Homework Submission#

Your writeup should follow the writeup guidelines. Your writeup should include your answers to the following questions:

  1. Baseline

    Get the source code and run the baseline project on the Ultra96 as shown in Setup and Walk-through. Copy hw3 directory to Ultra96:

    scp -r hw3 root@10.10.7.1:/home/root/
    
    1. Determine the throughput of baseline in pictures per second. This is your baseline. We use -O2 for the baseline, so you should keep using -O2 for the rest of the homework. Ignore overhead such as loading and storing pictures for this and the following questions. (1 line)

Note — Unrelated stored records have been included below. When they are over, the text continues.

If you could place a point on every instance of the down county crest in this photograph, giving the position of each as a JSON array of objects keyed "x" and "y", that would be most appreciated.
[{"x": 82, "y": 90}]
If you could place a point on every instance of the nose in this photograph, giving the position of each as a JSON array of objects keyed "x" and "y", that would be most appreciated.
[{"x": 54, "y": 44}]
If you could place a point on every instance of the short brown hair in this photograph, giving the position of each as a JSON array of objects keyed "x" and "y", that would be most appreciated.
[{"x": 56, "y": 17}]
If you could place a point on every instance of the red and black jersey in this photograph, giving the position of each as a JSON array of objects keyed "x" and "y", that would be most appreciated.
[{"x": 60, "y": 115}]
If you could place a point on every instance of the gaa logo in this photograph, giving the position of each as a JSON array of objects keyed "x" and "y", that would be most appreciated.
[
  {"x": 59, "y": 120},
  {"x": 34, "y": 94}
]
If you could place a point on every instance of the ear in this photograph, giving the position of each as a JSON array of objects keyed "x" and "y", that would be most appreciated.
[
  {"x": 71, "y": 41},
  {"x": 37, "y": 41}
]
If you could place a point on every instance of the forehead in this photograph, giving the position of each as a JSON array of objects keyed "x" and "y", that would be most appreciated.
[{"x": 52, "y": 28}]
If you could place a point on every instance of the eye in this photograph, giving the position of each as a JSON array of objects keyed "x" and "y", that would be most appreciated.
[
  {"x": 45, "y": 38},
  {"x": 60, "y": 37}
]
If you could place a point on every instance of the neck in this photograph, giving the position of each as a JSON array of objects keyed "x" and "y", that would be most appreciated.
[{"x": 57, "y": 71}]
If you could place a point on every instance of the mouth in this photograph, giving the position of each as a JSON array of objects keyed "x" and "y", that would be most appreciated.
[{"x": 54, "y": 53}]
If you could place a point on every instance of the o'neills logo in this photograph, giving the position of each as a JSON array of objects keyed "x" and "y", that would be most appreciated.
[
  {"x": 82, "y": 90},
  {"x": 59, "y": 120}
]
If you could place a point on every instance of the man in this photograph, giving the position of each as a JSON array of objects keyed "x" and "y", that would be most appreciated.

  2. Coarse-grain parallelism

    We will parallelize the application by processing half of each picture on core 0 and the other half on core 1, a form of coarse-grain, data-level parallelism. The initial implementation can be found in hw3/assignment/coarse_grain. We have parallelized Scale already for you. Note that there is no hyper-thread on ARM, so the core indices of 0 and 1 are used for pin_thread_to_cpu to access two different physical cores.

    1. Can we parallelize all streaming functions in our application, i.e. Filter_horizontal, Filter_vertical, Differentiate, and Compress in the same way as Scale? Motivate your answer. Assume that we synchronize our cores between each producer-consumer pair. (3 lines)

    2. What speedup do you expect from parallelizing the functions that you considered parallelizable in the previous question? [Include an equation for the expected parallel runtime and show the equation you use for computing the speedup as well as your final, numeric result. Report both per function speedup and overall application speedup.] (5–7 lines)

    3. Complete the implementation by parallelizing the functions that you considered parallelizable in the previous question. Provide the relevant sections of code in your report.

    4. Measure the throughput of your parallel implementation.

    5. Validate your results. Make sure that your parallel version produces the same answers as the original serial version. Explain how you validated your results; report any discrepancies in your final implementation. (1 line)

    6. Compare your measurement with your ideal, expected speedup. (1 line)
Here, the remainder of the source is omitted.